Bizarre idée qu’exhumer l’Atlantropa Project, une idée insensée de l’ingénieur allemand Herrmann Sörgeldans les années 20 qui voulait édifier un barrage dans le détroit de Gibraltar pour faire baisser le niveau de la Méditerranée et ainsi gagner des territoires terrestres où l’homme pourrait s’implanter. Ecologiquement curieux… L’album éponyme tient à rendre hommage au côté visionnaire du projet, avec tout le courage et l’obstination nécessaires pour le mener à bien, et appuie sur le versant utopiste du pont jeté entre deux continents, unissant les peuples et comblant les différences. Le combo allemand composé de huit membres (tous chanteurs, trois guitares et trois claviers) nous propose de revisiter l’aventure.
Cette vaste épopée est livrée en un double album alternant les titres musicaux (les plus longs) et de cours intermèdes où une voix parlée explique la nature du projet. Le style se situe dans un progressif assez simple - ou une pop un peu complexe comme savait le faire the Alan Parsons' Project ('Last Goodbye', 'Dream My Dream'), c’est selon - , dans un ton qui se rapproche plus du progressif hollandais avec son côté confortable que des groupes allemands plus torturés comme Sylvan ou Seven Steps to the Green Door. Pas de prise de risque dans cet "Atlantropa Project", des mélodies simples mais sympathiques, une réalisation plus que correcte et un travail choral assez fourni ('The Great Maker', 'They Want to Steal the Ocean', 'Shining Star').
"Atlantropa Project" est un opus bourré de bonnes intentions : il y a un petit côté scout à illustrer un projet utopique avec des musiques souvent naïves ('We All Speak Atlantropian') arrangées avec un goût du moelleux, même si le ton penche parfois vers un rock soft ('Look to the West') qui apporte une certaine variété dans le ton, variété complétée par une bonne alternance dans les voix.
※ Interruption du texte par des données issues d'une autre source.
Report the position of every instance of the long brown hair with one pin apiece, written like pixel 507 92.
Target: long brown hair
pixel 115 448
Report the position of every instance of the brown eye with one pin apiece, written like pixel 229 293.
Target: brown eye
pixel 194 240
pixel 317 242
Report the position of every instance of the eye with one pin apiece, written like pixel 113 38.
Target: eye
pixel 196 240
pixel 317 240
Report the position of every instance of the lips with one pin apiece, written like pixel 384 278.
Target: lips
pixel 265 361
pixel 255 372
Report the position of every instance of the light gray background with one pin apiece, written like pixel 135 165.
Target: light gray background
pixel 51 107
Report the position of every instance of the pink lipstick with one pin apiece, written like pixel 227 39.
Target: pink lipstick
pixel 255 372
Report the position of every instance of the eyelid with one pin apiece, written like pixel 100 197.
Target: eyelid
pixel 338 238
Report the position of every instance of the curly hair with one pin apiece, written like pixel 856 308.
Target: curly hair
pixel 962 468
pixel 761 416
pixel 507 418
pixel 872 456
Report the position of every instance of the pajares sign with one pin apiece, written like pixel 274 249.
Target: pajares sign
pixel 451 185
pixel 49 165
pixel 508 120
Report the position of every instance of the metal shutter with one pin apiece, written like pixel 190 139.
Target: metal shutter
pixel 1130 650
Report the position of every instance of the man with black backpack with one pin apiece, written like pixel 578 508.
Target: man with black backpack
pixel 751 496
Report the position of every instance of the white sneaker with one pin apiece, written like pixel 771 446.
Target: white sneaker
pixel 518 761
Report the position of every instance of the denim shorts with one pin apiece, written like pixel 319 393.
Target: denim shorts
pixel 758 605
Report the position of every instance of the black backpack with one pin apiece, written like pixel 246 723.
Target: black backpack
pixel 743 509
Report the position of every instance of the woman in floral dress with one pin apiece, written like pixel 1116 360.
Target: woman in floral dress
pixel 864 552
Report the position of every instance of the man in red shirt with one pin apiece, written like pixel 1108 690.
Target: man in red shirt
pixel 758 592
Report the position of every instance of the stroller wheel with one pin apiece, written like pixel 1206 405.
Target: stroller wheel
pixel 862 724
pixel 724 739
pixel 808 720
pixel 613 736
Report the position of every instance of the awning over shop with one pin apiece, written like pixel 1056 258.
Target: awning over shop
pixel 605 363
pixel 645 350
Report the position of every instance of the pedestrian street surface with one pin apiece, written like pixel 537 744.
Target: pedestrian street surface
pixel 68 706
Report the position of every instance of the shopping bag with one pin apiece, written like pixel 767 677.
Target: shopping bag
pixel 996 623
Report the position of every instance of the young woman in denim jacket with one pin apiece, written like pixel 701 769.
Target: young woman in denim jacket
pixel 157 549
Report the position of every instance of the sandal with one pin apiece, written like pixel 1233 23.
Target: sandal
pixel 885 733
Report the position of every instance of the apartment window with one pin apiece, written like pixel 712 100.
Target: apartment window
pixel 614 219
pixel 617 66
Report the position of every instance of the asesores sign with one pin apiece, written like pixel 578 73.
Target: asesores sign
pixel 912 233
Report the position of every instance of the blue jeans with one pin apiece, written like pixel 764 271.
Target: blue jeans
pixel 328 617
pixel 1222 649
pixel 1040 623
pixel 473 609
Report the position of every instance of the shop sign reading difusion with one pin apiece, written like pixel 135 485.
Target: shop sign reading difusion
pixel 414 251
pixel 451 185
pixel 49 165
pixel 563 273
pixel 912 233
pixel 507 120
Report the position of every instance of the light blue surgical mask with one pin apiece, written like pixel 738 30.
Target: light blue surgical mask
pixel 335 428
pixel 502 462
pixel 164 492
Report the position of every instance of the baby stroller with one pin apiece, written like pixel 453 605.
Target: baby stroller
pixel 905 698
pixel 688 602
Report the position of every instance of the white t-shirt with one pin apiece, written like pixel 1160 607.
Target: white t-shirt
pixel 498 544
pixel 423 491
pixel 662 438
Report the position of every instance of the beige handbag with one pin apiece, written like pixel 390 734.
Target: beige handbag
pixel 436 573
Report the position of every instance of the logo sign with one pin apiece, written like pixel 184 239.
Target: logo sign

Mais l’ensemble a un côté terriblement prévisible, à l’image d’une conclusion chorale se fondant dans une 'Reprise' au piano pour apaiser la conclusion.
Le sujet souffre également d’un lourd défaut dans lequel bien des groupes sont tombés, entre autres Clive Nolan dans "the Hound of the Baskervilles" ou "Alchemy" : en utilisant des récitatifs pour expliquer le projet, le groupe coupe l’ambiance musicale et hache le propos, détruisant tout le côté épique qu’il a déjà du mal à installer.
Faute de marqueurs puissants qui viendraient singulariser une piste musicale trop bien balisée, la musique atlantropique risque fort de ne guère laisser de souvenirs chez les amateurs de musiques progressives. Il ne s’agit certes que d’un premier effort discographique, mais il manque à beaucoup de points de vue de consistance.